Niklas Reese / Rainer Wernig (Hg.): Handbuch Philippinen

Von rld
Horlemann Verlag, Bad Honnef, 2006, 381 Seiten, EUR 14,90

Kennen Sie Ferdinand Blumentritt? Nein? BesucherInnen von den Philippinen würden sich wundern, war der Prager Ethnograph und Gymnasialdirektor (1853-1913) doch Altösterreicher, der im böhmischen Leitmeritz lebte. In Manila sind ein eigener Stadtteil und eine U-Bahn-Station nach dem Mann benannt, mit dem der philippinische Freiheitsheld José Rizal befreundet war und lange Jahre korrespondierte. Rizal, der doch in Heidelberg Augenheilkunde studierte, kennen Sie auch nicht? Diese Bildungslücke füllt ein Kapitel des Handbuchs, das im besten Sinne über fast alle Bereiche des Lebens auf den Philippinen Auskunft gibt.

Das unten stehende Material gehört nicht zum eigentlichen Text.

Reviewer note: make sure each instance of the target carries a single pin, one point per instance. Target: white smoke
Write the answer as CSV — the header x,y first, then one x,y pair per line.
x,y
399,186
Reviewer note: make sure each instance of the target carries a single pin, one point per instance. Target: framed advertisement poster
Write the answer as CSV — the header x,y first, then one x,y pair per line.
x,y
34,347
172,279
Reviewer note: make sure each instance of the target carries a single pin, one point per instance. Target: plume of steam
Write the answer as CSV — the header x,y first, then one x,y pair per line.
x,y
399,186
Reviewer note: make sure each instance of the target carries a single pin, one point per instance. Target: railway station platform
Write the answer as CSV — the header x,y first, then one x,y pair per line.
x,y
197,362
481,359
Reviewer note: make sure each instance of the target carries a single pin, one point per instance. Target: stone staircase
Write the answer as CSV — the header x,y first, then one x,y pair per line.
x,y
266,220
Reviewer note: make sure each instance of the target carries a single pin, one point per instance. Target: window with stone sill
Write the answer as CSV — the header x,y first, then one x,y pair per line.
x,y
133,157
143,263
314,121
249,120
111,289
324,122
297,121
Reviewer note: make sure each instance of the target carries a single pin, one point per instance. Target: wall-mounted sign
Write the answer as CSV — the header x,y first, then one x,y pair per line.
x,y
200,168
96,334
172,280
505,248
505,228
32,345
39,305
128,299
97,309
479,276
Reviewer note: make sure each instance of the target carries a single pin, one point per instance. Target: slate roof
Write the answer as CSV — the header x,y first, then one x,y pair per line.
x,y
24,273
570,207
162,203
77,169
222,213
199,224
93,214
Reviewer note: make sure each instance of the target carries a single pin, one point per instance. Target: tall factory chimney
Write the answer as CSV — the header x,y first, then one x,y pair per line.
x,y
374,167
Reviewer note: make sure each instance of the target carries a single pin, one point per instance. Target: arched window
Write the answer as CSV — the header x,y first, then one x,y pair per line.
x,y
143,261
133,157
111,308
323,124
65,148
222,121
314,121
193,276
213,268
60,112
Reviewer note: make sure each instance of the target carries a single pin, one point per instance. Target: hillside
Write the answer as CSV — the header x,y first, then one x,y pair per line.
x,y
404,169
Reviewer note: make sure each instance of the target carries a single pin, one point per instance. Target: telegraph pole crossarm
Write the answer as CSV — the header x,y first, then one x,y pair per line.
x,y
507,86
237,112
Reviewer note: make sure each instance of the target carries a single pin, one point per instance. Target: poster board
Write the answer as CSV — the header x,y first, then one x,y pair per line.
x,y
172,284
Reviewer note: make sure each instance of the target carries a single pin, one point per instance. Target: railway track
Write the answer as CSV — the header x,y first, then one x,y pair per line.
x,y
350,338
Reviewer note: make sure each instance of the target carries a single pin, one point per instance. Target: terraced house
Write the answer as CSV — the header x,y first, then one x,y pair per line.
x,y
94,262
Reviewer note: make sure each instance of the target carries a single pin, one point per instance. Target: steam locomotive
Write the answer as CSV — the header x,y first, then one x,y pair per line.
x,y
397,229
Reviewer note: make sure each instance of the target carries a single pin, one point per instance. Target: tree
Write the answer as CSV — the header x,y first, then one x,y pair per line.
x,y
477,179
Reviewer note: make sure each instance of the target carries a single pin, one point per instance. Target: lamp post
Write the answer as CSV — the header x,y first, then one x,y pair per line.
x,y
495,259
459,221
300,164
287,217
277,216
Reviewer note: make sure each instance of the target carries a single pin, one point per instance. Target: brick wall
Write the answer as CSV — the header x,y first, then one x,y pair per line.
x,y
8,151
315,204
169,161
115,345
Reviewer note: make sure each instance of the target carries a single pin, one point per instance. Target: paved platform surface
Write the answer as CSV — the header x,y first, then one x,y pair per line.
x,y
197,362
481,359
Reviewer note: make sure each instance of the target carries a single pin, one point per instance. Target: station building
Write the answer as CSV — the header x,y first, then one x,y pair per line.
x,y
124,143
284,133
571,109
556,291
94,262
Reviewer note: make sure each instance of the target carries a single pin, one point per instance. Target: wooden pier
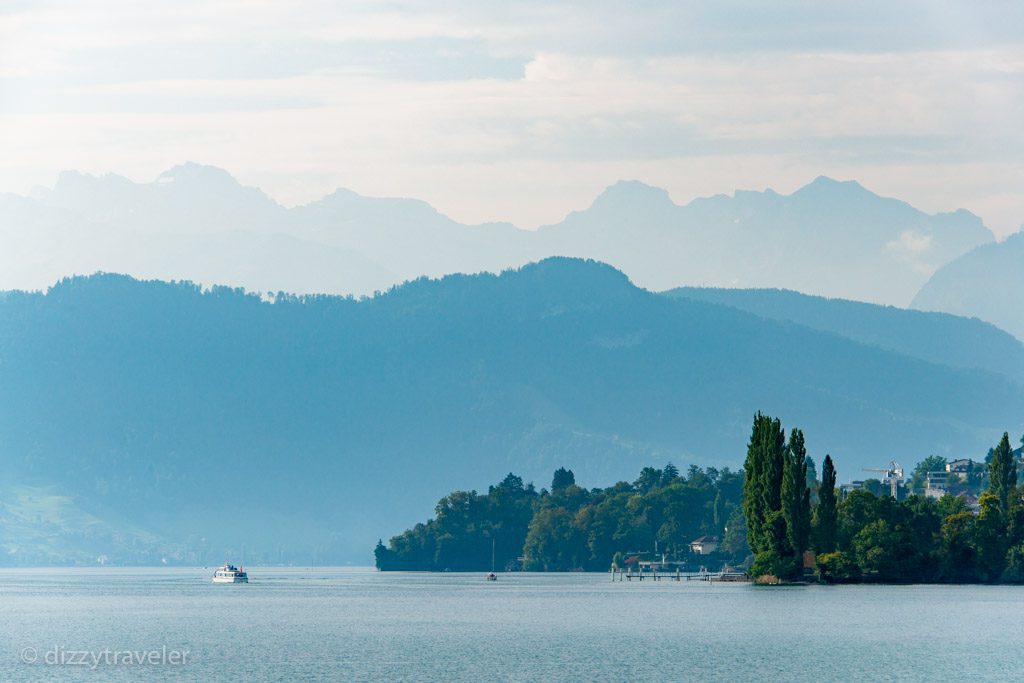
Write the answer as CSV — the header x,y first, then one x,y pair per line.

Die Wahrscheinlichkeit, dass man einem Filipino oder einer Filipina in Europa oder sonstwo auf der Welt begegnet, ist hoch. Schließlich leben acht Millionen von ihnen in rund hundert Ländern verstreut. Nicht nur als Krankenschwestern und Prostituierte. Fast jeder dritte Matrose weltweit kommt aus den Philippinen. Allen gemeinsam ist, dass sie sich außerhalb der Heimat bessere Chancen erwarten. Sogar ausgebildete Ärzte lassen sich oft auf Krankenpfleger umschulen, um in Japan, den USA oder Europa eine Stelle zu finden. Der Brain-Drain ist gewaltig. 68% der Ärztinnen und Ärzte verlassen das Land, dessen Bildungssystem für eine extrem niedrige Analphabetenrate sorgt.
Von der wechselvollen Geschichte der ehemals spanischen Kolonie über Bildungswesen, Umweltprobleme, Religion, Agrarreform bis zu Verhaltenshinweisen für den gesellschaftlichen Umgang, von der Einstellung gegenüber Homosexuellen über Gewalt und Militarisierung bis zu den Problemen der Entwicklungspolitik werden Daten, Fakten und Einschätzungen kenntnisreich und ohne ideologische Schlagseite geliefert. Für Leute, die nur am Strand liegen wollen, ist das Buch ein Luxus. Aber alle, die sich wirklich auf das Land einlassen wollen, sei es für Geschäfte oder aus kulturellem Interesse, sollten es vor der Reise studieren und während des Aufenthaltes immer bei sich tragen.